Find customers who have made a payment greater than any payment made by customer with customer_id
= 1
%%sql
SELECT amount
FROM payment
WHERE customer_id = 1;
* postgresql://postgres:***@localhost:5432/dvdrental
30 rows affected.
amount |
---|
5.99 |
0.99 |
9.99 |
4.99 |
4.99 |
0.99 |
3.99 |
4.99 |
3.99 |
0.99 |
%%sql
SELECT first_name, last_name
FROM customer
WHERE customer_id IN (
SELECT customer_id
FROM payment
WHERE amount > ANY (
SELECT amount
FROM payment
WHERE customer_id = 1
)
);
* postgresql://postgres:***@localhost:5432/dvdrental
599 rows affected.
first_name | last_name |
---|---|
Jared | Ely |
Mary | Smith |
Patricia | Johnson |
Linda | Williams |
Barbara | Jones |
Elizabeth | Brown |
Jennifer | Davis |
Maria | Miller |
Susan | Wilson |
Margaret | Moore |
Example: Using ALL
#
The ALL
operator is used to compare a value to all values in a list or subquery.
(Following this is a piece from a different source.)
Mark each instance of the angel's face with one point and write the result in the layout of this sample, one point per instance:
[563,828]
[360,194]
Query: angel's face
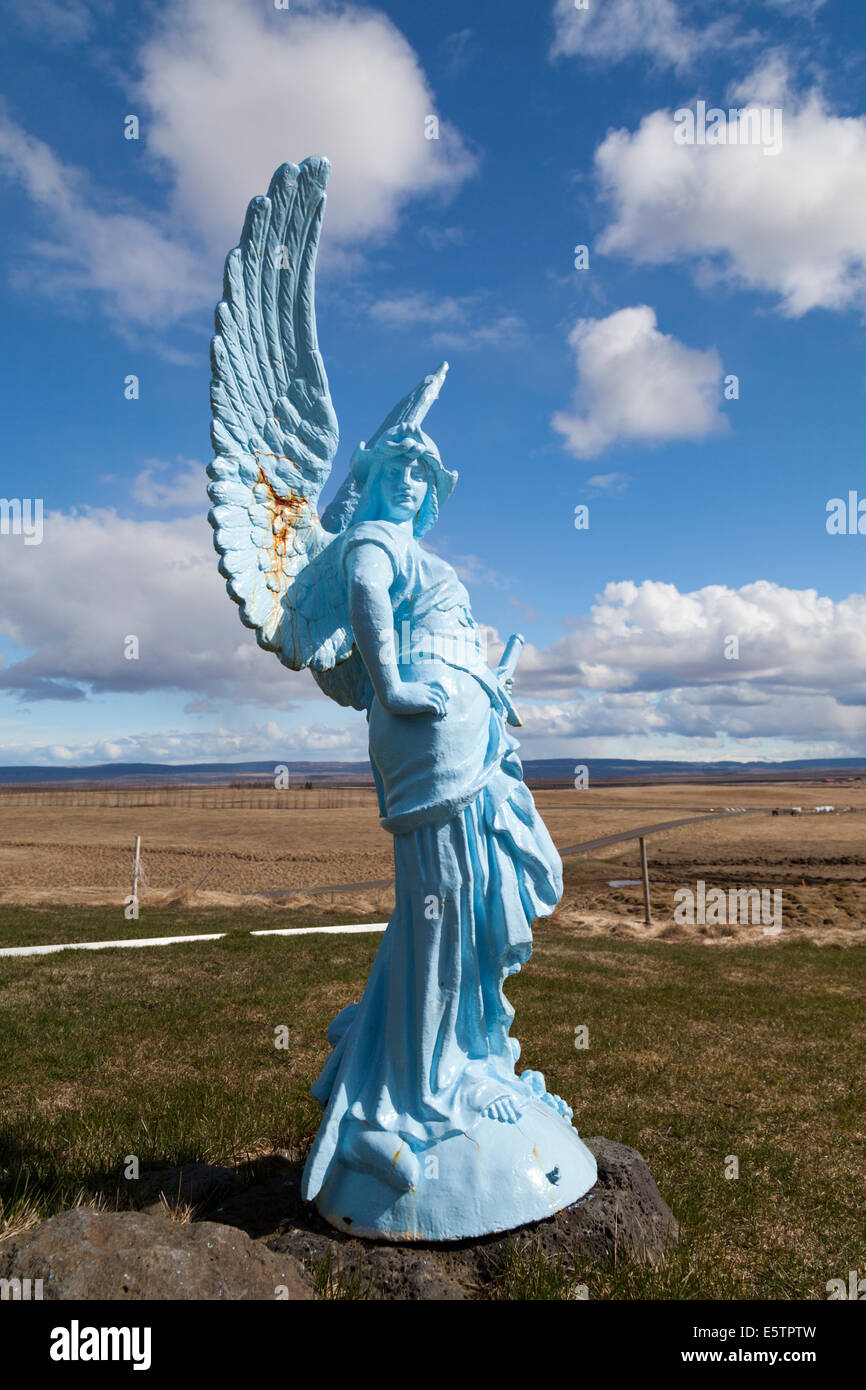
[403,487]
Find customers who have made a payment greater than all payments made by customer with customer_id
= 1
%%sql
SELECT DISTINCT customer_id
FROM payment
WHERE amount > ALL (
SELECT amount
FROM payment
WHERE customer_id = 1
)
ORDER BY customer_id;
* postgresql://postgres:***@localhost:5432/dvdrental
101 rows affected.
customer_id |
---|
2 |
3 |
12 |
13 |
21 |
29 |
33 |
45 |
49 |
50 |
%%sql
SELECT first_name, last_name
FROM customer
WHERE customer_id IN (
SELECT customer_id
FROM payment
WHERE amount > ALL (
SELECT amount
FROM payment
WHERE customer_id = 1
)
);
* postgresql://postgres:***@localhost:5432/dvdrental
101 rows affected.
first_name | last_name |
---|---|
Patricia | Johnson |
Linda | Williams |
Nancy | Thomas |
Karen | Jackson |
Michelle | Clark |
Angela | Hernandez |
Anna | Hill |
Janet | Phillips |
Joyce | Edwards |
Diane | Collins |
We can also achive the same result by filter the amount by the maximum amount paid by customer_id
= 1
%%sql
SELECT first_name, last_name
FROM customer
WHERE customer_id IN (
SELECT customer_id
FROM payment
WHERE amount > (
SELECT MAX(amount)
FROM payment
WHERE customer_id = 1
)
);
* postgresql://postgres:***@localhost:5432/dvdrental
101 rows affected.
first_name | last_name |
---|---|
Patricia | Johnson |
Linda | Williams |
Nancy | Thomas |
Karen | Jackson |
Michelle | Clark |
Angela | Hernandez |
Anna | Hill |
Janet | Phillips |
Joyce | Edwards |
Diane | Collins |